We were warned that this could happen. Having defeated Marxism in the Soviet Union, President Reagan was worried by the rise of anti-Americanism in our own country. He warned of the collapse of support for America in his farewell address on Jan. 11, 1989. It is lengthy, but I want to include it here, because it is important to recall now:
“There is a great tradition of warnings in Presidential farewells, and I’ve got one that’s been on my mind for some time. But oddly enough it starts with one of the things I’m proudest of in the past eight years: the resurgence of national pride that I called the new patriotism. This national feeling is good, but it won’t count for much, and it won’t last unless it’s grounded in thoughtfulness and knowledge.
“An informed patriotism is what we want. And are we doing a good enough job teaching our children what America is and what she represents in the long history of the world? Those of us who are over 35 or so years of age grew up in a different America. We were taught, very directly, what it means to be an American. And we absorbed, almost in the air, a love of country and an appreciation of its institutions.
If you didn’t get these things from your family you got them from the neighborhood, from the father down the street who fought in Korea or the family who lost someone at Anzio. Or you could get a sense of patriotism from school. And if all else failed you could get a sense of patriotism from the popular culture. The movies celebrated democratic values and implicitly reinforced the idea that America was special. TV was like that, too, through the mid-60s.

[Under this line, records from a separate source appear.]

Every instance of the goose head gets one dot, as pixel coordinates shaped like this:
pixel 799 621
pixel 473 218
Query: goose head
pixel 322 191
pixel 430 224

“But now, we’re about to enter the 90s, and some things have changed. Younger parents aren’t sure that an unambivalent appreciation of America is the right thing to teach modern children.
And as for those who create the popular culture, well-grounded patriotism is no longer the style. Our spirit is back, but we haven’t reinstitutionalized it. We’ve got to do a better job of getting across that America is freedom — freedom of speech, freedom of religion, freedom of enterprise. And freedom is special and rare. It’s fragile; it needs production [protection].
“So, we’ve got to teach history based not on what’s in fashion but what’s important — why the Pilgrims came here, who Jimmy Doolittle was, and what those 30 seconds over Tokyo meant. You know, four years ago on the 40th anniversary of D-day, I read a letter from a young woman writing to her late father, who’d fought on Omaha Beach. Her name was Lisa Zanatta Henn, and she said, `we will always remember, we will never forget what the boys of Normandy did.’ Well, let’s help her keep her word.
If we forget what we did, we won’t know who we are. I’m warning of an eradication of the American memory that could result, ultimately, in an erosion of the American spirit. Let’s start with some basics: more attention to American history and a greater emphasis on civic ritual.”
It would have been a struggle to win this fight for America 31 years ago when President Reagan warned us of the consequence of teaching falsehoods and anti-American lies. Now it will be much, much harder.
If we want America to survive as a constitutional republic under the rule of law, which protects the right of free speech and is dedicated to the belief that each one of us is endowed by our Creator with certain inalienable rights, among which are life, liberty, and the pursuit of happiness, we have no choice but to fight to defeat the anti-Americans and reassert our nation.